The lack of consensus, the subsequently piecemeal pattern, the ragged incorporation of former villages, the sheer profusion of terrains vagues, the concussive dislocations and contrapuntal clashes—these are the qualities that make Marseille an unwittingly surrealist city, which render it susceptible to representations. It is magnetic subject matter; coarsely, it provides great copy, startling sights. Lázló Moholy-Nagy and Germaine Krull photographed it. Jean-Pierre Melville and Marcel Pagnol filmed it. Jean-Claude Izzo and Philippe Carresse wrote about it.

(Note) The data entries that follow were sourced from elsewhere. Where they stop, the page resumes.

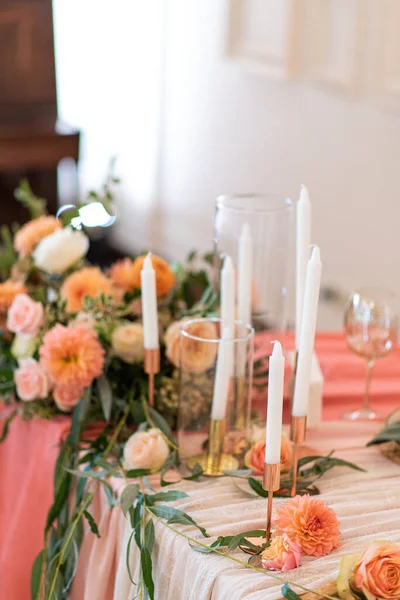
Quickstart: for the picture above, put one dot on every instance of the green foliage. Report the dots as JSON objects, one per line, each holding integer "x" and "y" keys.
{"x": 8, "y": 255}
{"x": 24, "y": 194}
{"x": 390, "y": 433}
{"x": 36, "y": 575}
{"x": 129, "y": 496}
{"x": 231, "y": 542}
{"x": 6, "y": 425}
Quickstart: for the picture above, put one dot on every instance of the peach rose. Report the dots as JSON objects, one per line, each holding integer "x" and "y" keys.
{"x": 281, "y": 555}
{"x": 67, "y": 396}
{"x": 9, "y": 290}
{"x": 33, "y": 232}
{"x": 198, "y": 356}
{"x": 146, "y": 450}
{"x": 31, "y": 380}
{"x": 25, "y": 316}
{"x": 255, "y": 457}
{"x": 127, "y": 341}
{"x": 165, "y": 277}
{"x": 377, "y": 572}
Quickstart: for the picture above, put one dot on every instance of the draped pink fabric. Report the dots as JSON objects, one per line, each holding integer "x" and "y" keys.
{"x": 28, "y": 455}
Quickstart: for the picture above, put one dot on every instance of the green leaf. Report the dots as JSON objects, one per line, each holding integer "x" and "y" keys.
{"x": 174, "y": 515}
{"x": 196, "y": 473}
{"x": 110, "y": 468}
{"x": 390, "y": 433}
{"x": 92, "y": 523}
{"x": 106, "y": 396}
{"x": 160, "y": 422}
{"x": 169, "y": 496}
{"x": 132, "y": 473}
{"x": 36, "y": 575}
{"x": 171, "y": 462}
{"x": 59, "y": 502}
{"x": 149, "y": 535}
{"x": 129, "y": 496}
{"x": 288, "y": 593}
{"x": 146, "y": 565}
{"x": 6, "y": 425}
{"x": 128, "y": 551}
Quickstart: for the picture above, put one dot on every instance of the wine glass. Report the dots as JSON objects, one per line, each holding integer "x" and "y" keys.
{"x": 371, "y": 328}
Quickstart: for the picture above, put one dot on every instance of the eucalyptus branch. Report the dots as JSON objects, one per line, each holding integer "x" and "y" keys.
{"x": 238, "y": 561}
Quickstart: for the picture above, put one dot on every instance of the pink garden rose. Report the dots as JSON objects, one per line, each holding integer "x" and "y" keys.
{"x": 146, "y": 450}
{"x": 281, "y": 555}
{"x": 67, "y": 396}
{"x": 25, "y": 316}
{"x": 377, "y": 572}
{"x": 31, "y": 380}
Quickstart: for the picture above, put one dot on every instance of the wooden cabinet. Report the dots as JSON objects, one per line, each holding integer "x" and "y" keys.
{"x": 31, "y": 141}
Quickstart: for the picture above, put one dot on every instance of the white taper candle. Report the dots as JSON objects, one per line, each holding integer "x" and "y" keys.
{"x": 303, "y": 241}
{"x": 245, "y": 277}
{"x": 222, "y": 376}
{"x": 276, "y": 374}
{"x": 307, "y": 335}
{"x": 149, "y": 304}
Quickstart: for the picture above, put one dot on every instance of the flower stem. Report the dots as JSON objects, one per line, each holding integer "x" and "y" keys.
{"x": 240, "y": 562}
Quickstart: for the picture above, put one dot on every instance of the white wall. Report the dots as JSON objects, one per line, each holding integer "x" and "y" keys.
{"x": 226, "y": 129}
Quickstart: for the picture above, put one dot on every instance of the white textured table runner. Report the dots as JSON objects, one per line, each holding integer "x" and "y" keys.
{"x": 367, "y": 505}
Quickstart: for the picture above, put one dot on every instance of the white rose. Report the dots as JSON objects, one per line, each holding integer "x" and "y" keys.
{"x": 24, "y": 346}
{"x": 60, "y": 250}
{"x": 146, "y": 450}
{"x": 127, "y": 341}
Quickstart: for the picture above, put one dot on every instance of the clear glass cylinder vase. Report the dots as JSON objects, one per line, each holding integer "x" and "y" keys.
{"x": 271, "y": 222}
{"x": 216, "y": 373}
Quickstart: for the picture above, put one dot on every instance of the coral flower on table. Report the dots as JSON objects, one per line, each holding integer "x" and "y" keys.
{"x": 29, "y": 236}
{"x": 9, "y": 290}
{"x": 72, "y": 356}
{"x": 123, "y": 275}
{"x": 86, "y": 283}
{"x": 165, "y": 277}
{"x": 310, "y": 523}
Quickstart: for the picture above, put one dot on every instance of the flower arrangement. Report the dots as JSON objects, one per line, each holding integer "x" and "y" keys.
{"x": 72, "y": 342}
{"x": 72, "y": 332}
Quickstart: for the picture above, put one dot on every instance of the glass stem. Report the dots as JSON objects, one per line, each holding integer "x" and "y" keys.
{"x": 370, "y": 364}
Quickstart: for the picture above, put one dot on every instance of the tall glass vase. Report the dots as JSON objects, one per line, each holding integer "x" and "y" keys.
{"x": 215, "y": 394}
{"x": 271, "y": 222}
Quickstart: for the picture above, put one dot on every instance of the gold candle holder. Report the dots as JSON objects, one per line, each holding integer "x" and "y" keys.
{"x": 298, "y": 428}
{"x": 214, "y": 461}
{"x": 151, "y": 367}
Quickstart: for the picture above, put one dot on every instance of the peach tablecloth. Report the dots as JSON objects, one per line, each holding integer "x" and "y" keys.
{"x": 27, "y": 461}
{"x": 367, "y": 505}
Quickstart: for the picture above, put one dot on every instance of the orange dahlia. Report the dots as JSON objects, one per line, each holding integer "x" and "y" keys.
{"x": 72, "y": 356}
{"x": 88, "y": 282}
{"x": 28, "y": 237}
{"x": 8, "y": 291}
{"x": 310, "y": 523}
{"x": 165, "y": 277}
{"x": 123, "y": 275}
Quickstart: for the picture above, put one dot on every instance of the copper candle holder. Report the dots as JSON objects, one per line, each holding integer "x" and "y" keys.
{"x": 214, "y": 461}
{"x": 271, "y": 483}
{"x": 298, "y": 428}
{"x": 151, "y": 367}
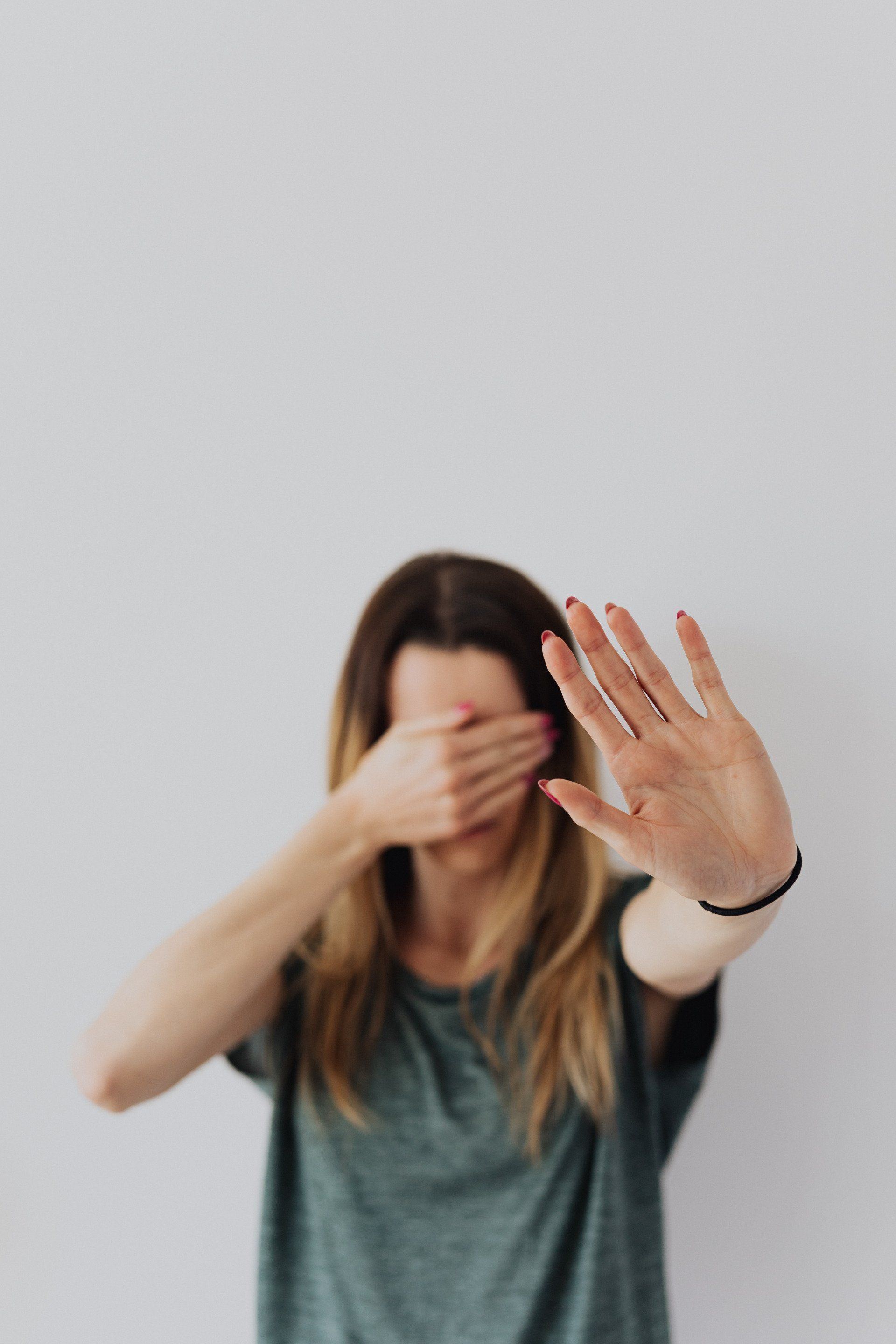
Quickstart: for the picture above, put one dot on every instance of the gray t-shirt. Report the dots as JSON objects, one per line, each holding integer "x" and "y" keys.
{"x": 434, "y": 1227}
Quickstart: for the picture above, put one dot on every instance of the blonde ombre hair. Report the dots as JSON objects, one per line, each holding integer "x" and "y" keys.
{"x": 554, "y": 995}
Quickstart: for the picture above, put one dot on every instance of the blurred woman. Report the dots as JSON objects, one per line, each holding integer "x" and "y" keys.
{"x": 480, "y": 1043}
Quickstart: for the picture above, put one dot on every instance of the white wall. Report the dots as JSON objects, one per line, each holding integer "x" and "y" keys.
{"x": 294, "y": 292}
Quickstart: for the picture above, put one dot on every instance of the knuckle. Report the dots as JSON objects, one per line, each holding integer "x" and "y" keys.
{"x": 655, "y": 675}
{"x": 618, "y": 680}
{"x": 590, "y": 705}
{"x": 444, "y": 752}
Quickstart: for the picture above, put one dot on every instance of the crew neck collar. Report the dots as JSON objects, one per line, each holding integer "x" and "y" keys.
{"x": 410, "y": 980}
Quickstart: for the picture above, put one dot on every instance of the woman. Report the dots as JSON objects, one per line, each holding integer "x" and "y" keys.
{"x": 480, "y": 1043}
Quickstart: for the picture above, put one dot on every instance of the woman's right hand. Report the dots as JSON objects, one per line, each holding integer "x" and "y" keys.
{"x": 434, "y": 778}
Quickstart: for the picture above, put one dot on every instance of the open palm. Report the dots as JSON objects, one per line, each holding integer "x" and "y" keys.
{"x": 707, "y": 813}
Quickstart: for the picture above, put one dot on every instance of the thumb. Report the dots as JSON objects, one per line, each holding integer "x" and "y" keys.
{"x": 592, "y": 813}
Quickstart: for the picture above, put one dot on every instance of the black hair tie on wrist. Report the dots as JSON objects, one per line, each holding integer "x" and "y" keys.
{"x": 757, "y": 905}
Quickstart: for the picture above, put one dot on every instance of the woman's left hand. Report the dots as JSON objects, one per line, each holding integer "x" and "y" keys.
{"x": 707, "y": 813}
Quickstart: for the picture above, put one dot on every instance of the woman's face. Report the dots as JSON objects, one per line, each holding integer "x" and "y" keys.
{"x": 425, "y": 680}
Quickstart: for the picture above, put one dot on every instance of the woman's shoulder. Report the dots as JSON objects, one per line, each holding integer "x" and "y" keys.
{"x": 620, "y": 890}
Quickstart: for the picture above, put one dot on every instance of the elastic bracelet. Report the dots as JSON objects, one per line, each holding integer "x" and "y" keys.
{"x": 757, "y": 905}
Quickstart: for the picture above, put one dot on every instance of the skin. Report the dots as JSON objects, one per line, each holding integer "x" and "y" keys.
{"x": 449, "y": 780}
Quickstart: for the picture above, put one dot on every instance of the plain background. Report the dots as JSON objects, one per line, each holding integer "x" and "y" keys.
{"x": 294, "y": 292}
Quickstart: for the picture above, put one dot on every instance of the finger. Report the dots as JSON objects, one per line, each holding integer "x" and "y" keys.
{"x": 704, "y": 671}
{"x": 532, "y": 748}
{"x": 583, "y": 700}
{"x": 653, "y": 677}
{"x": 614, "y": 675}
{"x": 495, "y": 803}
{"x": 592, "y": 813}
{"x": 500, "y": 730}
{"x": 442, "y": 722}
{"x": 472, "y": 793}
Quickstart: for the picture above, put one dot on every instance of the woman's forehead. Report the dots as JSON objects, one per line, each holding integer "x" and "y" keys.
{"x": 425, "y": 680}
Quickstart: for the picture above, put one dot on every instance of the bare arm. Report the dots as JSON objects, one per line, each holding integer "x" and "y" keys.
{"x": 676, "y": 949}
{"x": 678, "y": 946}
{"x": 708, "y": 816}
{"x": 218, "y": 978}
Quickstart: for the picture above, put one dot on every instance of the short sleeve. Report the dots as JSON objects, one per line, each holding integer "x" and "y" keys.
{"x": 675, "y": 1082}
{"x": 265, "y": 1054}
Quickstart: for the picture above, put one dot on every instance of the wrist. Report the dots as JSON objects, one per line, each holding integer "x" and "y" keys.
{"x": 762, "y": 889}
{"x": 346, "y": 815}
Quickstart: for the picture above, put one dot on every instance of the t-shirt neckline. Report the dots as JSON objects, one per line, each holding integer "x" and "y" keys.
{"x": 440, "y": 994}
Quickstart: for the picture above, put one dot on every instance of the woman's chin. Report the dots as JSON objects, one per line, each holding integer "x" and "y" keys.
{"x": 473, "y": 851}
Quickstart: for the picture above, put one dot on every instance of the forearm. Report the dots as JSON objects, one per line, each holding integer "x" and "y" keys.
{"x": 678, "y": 946}
{"x": 168, "y": 1015}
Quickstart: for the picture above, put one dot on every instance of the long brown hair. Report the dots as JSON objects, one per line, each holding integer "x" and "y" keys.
{"x": 554, "y": 992}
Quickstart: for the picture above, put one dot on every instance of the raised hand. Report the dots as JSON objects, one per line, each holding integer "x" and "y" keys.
{"x": 433, "y": 778}
{"x": 707, "y": 813}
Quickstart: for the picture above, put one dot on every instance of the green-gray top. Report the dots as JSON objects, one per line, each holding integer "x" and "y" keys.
{"x": 434, "y": 1227}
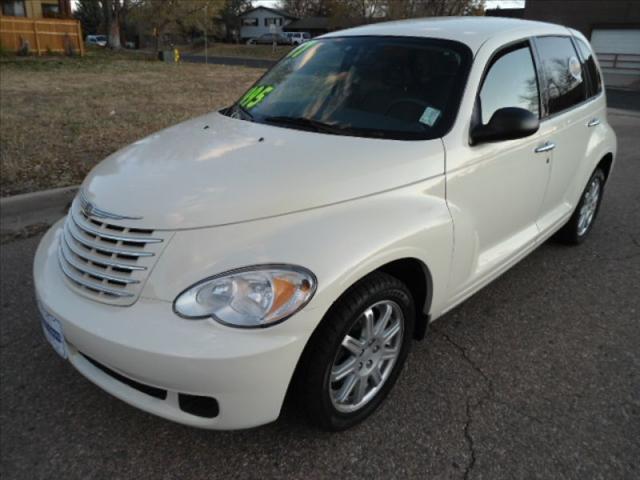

Whilst Sheila Crane concentrates in precise detail on the aesthetic politics which have shaped or neglected to shape the city, William Firebrace adds to its literature. He is at once keen dragoman, critic, poet, constantly astonished spectator, and informal reporter. His curiosity is boundless. His methods are improvisatory, accretive, collagist. It is not notably rational but, then, neither is his subject. An added delight is that the chapter headings are set in fonts (Mistral, Choc, Calypso) designed by the incomparable Marseillais typographer Roger Excoffon. Nothing very rational about them either.